Skip to main content
This page documents how metrics.usage cost fields are generated in browseruse-bench.

Where Cost Is Computed

Cost enrichment happens in the shared task runner before writing result.json:
  • Runner: browseruse_bench/runners/agent_runner.py
  • Function: enrich_result_usage_cost_if_needed(...)
If the incoming result already has complete cost fields and total_cost > 0, the runner keeps them. Otherwise it recomputes from usage + pricing.

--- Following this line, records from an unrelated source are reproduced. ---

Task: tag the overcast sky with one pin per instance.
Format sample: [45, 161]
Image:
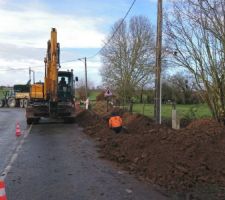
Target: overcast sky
[81, 26]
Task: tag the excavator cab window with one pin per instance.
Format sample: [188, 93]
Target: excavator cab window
[65, 84]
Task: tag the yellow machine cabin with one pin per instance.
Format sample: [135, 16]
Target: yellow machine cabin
[54, 97]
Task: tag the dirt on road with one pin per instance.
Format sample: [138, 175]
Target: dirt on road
[190, 160]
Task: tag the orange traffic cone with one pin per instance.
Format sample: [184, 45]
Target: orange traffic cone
[18, 132]
[2, 191]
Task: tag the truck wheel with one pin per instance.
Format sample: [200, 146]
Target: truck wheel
[25, 103]
[2, 103]
[12, 102]
[21, 103]
[29, 121]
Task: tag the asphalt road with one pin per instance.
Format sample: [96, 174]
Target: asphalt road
[8, 140]
[58, 161]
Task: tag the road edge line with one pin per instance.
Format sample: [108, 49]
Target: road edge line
[14, 155]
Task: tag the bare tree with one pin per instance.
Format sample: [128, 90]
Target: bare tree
[128, 58]
[80, 88]
[196, 31]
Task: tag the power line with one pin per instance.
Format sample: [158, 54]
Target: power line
[115, 30]
[109, 40]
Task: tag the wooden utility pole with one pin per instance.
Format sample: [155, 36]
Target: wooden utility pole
[86, 86]
[157, 108]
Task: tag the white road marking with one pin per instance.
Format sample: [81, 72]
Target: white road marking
[14, 156]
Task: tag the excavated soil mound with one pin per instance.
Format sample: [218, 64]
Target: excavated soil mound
[186, 160]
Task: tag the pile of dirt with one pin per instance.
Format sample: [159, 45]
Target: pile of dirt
[185, 160]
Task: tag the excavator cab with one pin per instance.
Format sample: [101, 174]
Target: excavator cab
[65, 86]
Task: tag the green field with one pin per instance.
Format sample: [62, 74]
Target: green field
[184, 111]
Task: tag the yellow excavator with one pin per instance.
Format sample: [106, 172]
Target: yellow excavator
[55, 97]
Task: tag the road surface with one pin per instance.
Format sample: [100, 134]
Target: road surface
[58, 161]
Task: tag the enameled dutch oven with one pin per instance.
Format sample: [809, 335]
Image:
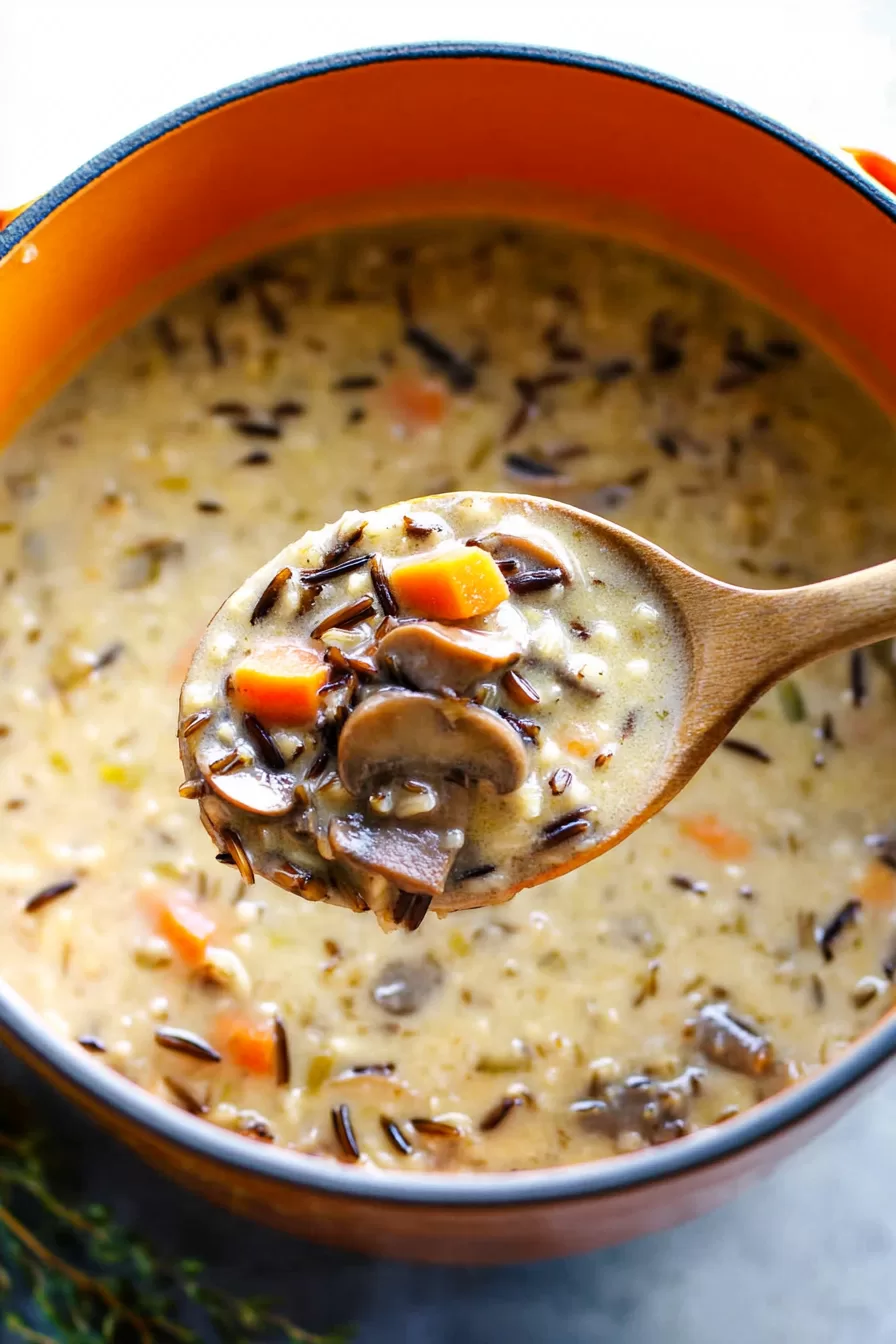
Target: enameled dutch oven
[422, 132]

How Token Usage Is Obtained

Token numbers come from the agent’s returned metrics.usage object (typically propagated from provider response usage), with this priority:
  • prompt_tokens: total_prompt_tokens -> prompt_tokens
  • completion_tokens: total_completion_tokens -> completion_tokens
  • total_tokens: total_tokens -> prompt_tokens + completion_tokens
  • cached_tokens:
    • total_prompt_cached_tokens -> cached_tokens
    • if still 0, fallback to prompt_tokens_details.cached_tokens
Special handling:
  • If prompt_tokens == 0 and completion_tokens == 0 but total_tokens > 0, the framework treats all tokens as prompt tokens.
  • If all token counters are 0, enrichment is skipped.

How Pricing Is Obtained

Pricing is loaded by load_litellm_price_table() and merged with optional custom pricing.

LiteLLM pricing source

  • Canonical URL:
    • https://raw.githubusercontent.com/BerriAI/litellm/main/model_prices_and_context_window.json
  • In-memory cache:
    • _PRICE_CACHE keyed by URL, TTL 24h
  • Local file cache:
    • ~/.cache/browseruse_bench/token_cost/pricing_bubench_*.json
    • valid cache entries are reused before network fetch

Custom pricing source

  • Optional file:
    • configs/pricing/model_pricing.yaml
  • Supported keys (per-token or per-million):
    • input_cost_per_token, output_cost_per_token, cache_read_input_token_cost
    • input_cost_per_million_tokens, output_cost_per_million_tokens, cache_read_input_cost_per_million_tokens
  • Matching:
    • case-insensitive exact model key match
  • Precedence:
    • custom pricing entry overrides LiteLLM pricing for the same model key
If pricing is still missing, cost rates default to 0.0 and total cost becomes 0.0 (with warning logs).

Cost Formula

All rates are normalized to USD per token.
non_cached_prompt_tokens = max(0, prompt_tokens - cached_tokens)
prompt_non_cached_cost   = non_cached_prompt_tokens * input_rate
prompt_cached_cost       = cached_tokens * cached_rate
prompt_cost              = prompt_non_cached_cost + prompt_cached_cost
completion_cost          = completion_tokens * output_rate
total_cost               = prompt_cost + completion_cost
Notes:
  • cached_rate defaults to input_rate when cache-specific rate is unavailable.
  • cached_tokens is clamped to [0, prompt_tokens].

Output Fields

After enrichment, metrics.usage includes:
  • total_prompt_tokens
  • total_prompt_cost
  • total_prompt_cached_tokens
  • total_prompt_cached_cost
  • total_completion_tokens
  • total_completion_cost
  • total_tokens
  • total_cost
  • entry_count
  • by_model (single-model summary with invocations and average_tokens_per_invocation)
Leaderboard aggregation reads usage.total_cost and usage.total_tokens from each task result.

Minimal Example

Input usage:
{
  "prompt_tokens": 1000,
  "completion_tokens": 100,
  "prompt_tokens_details": {
    "cached_tokens": 400
  }
}
Pricing:
{
  "input_cost_per_token": 0.000002,
  "output_cost_per_token": 0.000008,
  "cache_read_input_token_cost": 0.0000005
}
Computed:
  • non-cached prompt: 600 * 0.000002 = 0.0012
  • cached prompt: 400 * 0.0000005 = 0.0002
  • completion: 100 * 0.000008 = 0.0008
  • total: 0.0022